|
Description
|
[johansen, 15Nov2007]
Jurassic, the NFS and e-mail server for ON developers, had a ton of spew in
its logfiles yesterday evening. We discovered that as a result of running
a debug kernel, and having dtlogin touch various devices, we were loading
the ohci driver about once a minute. Profiling the kernel at 997Hz, showed
a ton of stacks like this:
dtlogin
unix`tsc_read+0x3
genunix`gethrtime+0xd
unix`drv_usecwait+0x98
ohci`ohci_take_control+0xbd
ohci`ohci_init_ctlr+0x3b
ohci`ohci_attach+0x122
genunix`devi_attach+0x87
genunix`attach_node+0x123
genunix`i_ndi_config_node+0xe1
genunix`i_ddi_attachchild+0x67
genunix`devi_attach_node+0xfd
genunix`devi_config_one+0x2bd
genunix`ndi_devi_config_one+0xd8
devfs`dv_find+0x20f
devfs`devfs_lookup+0x69
genunix`fop_lookup+0xf2
genunix`lookuppnvp+0x351
genunix`lookuppnat+0x125
genunix`lookupnameat+0xb9
genunix`cstatat_getvp+0x160
1653
Looking at the paths passed to dv_find, we're able to see that we're trying
to connect USB floppy devices:
/floppy@5/disk@0,0:g 1
/floppy@5/disk@0,0:h 1
/floppy@5/disk@0,0:i 1
/floppy@5/disk@0,0:j 1
/floppy@5/disk@0,0:k 1
/pci108e,cb84@2/floppy@5/disk@0,0:g 1
/pci108e,cb84@2/floppy@5/disk@0,0:h 1
/pci108e,cb84@2/floppy@5/disk@0,0:i 1
/pci108e,cb84@2/floppy@5/disk@0,0:j 1
/pci108e,cb84@2/floppy@5/disk@0,0:k 1
(Jurassic has no floppy disk drives)
Each one of these calls results in invocations of drv_usecwait. As the
system runs around continuously binding these interrupts to cpus, it issues
many messages like this to the log:
Nov 9 08:26:16 jurassic-x4600 pcplusmp: [ID 803547 kern.info] pcplusmp: pciclas
s,0c0310 (ohci) instance 0 vector 0x15 ioapic 0x10 intin 0x15 is bound to cpu 4
The cpu number changes, depending upon which cpu is up next. We also manage
to keep one cpu in the kernel competely busy (100% sys in mpstat) as we
run around busy waiting for the interrupt to bind to each CPU. A quick
dtrace of a binding from CPUs 0-15 on jurassic shows us spending 105565000
microseconds busy waiting. That's 105 seconds of system CPU time burned
as we assign an interrupt to each CPU!
Ed Pilatowicz also took a look at this problem and offered the following comments:
looking at the ohci driver, it seems like it's a bug that
ohci_take_control() uses drv_usecwait(). here's the code:
---8<---
/* now wait for 5 seconds for InterruptRouting to go away */
for (wait = 0; wait < 5000; wait++) {
if ((Get_OpReg(hcr_control) & HCR_CONTROL_IR) == 0)
break;
drv_usecwait(1000);
}
---8<---
given the level of granularity that this code is going for it seems
like it shouldn't be using drv_usecwait() and busy waiting. the
the only reasons for using drv_usecwait() are if the caller is in
interrupt context or if the caller needs very fine granularity.
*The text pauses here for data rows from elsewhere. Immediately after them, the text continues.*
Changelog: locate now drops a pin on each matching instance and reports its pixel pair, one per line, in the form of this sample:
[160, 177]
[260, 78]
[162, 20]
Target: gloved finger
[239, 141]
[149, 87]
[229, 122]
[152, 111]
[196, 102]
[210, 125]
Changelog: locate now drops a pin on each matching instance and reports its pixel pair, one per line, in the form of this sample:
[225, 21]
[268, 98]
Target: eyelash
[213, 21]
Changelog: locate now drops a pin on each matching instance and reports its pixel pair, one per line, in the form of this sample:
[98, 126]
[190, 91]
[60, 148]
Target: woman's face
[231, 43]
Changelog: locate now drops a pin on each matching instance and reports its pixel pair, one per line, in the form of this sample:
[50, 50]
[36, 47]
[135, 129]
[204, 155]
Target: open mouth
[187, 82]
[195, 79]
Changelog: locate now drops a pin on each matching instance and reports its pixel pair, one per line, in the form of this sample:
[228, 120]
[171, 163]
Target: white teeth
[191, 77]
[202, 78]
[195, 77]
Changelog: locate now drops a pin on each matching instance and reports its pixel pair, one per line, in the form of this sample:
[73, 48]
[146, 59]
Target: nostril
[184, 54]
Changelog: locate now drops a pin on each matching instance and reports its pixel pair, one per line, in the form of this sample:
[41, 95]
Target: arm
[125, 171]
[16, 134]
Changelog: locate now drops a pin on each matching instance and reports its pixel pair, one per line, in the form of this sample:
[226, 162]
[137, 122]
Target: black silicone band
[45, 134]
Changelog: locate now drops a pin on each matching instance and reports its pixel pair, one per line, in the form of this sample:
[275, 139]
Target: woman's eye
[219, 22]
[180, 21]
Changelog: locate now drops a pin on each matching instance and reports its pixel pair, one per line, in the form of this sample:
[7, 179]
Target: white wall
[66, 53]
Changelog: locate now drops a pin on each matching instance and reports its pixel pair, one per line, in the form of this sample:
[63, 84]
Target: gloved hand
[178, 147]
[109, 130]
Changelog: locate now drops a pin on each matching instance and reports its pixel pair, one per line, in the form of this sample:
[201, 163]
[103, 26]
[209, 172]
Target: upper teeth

neither appear to be the case here. looking at the ohci driver, it
appears to use drv_usecwait() all over the place with large timeout
values. it seems like it could easily use some other mechanism.
(delay(), cv_timedwait(), or a perhaps even a custom periodic timer
via ddi_periodic_add().)
It looks like this loop of 5 second waiting is a big part of the problem, and
is wasting a terrific amount of kernel CPU time.
|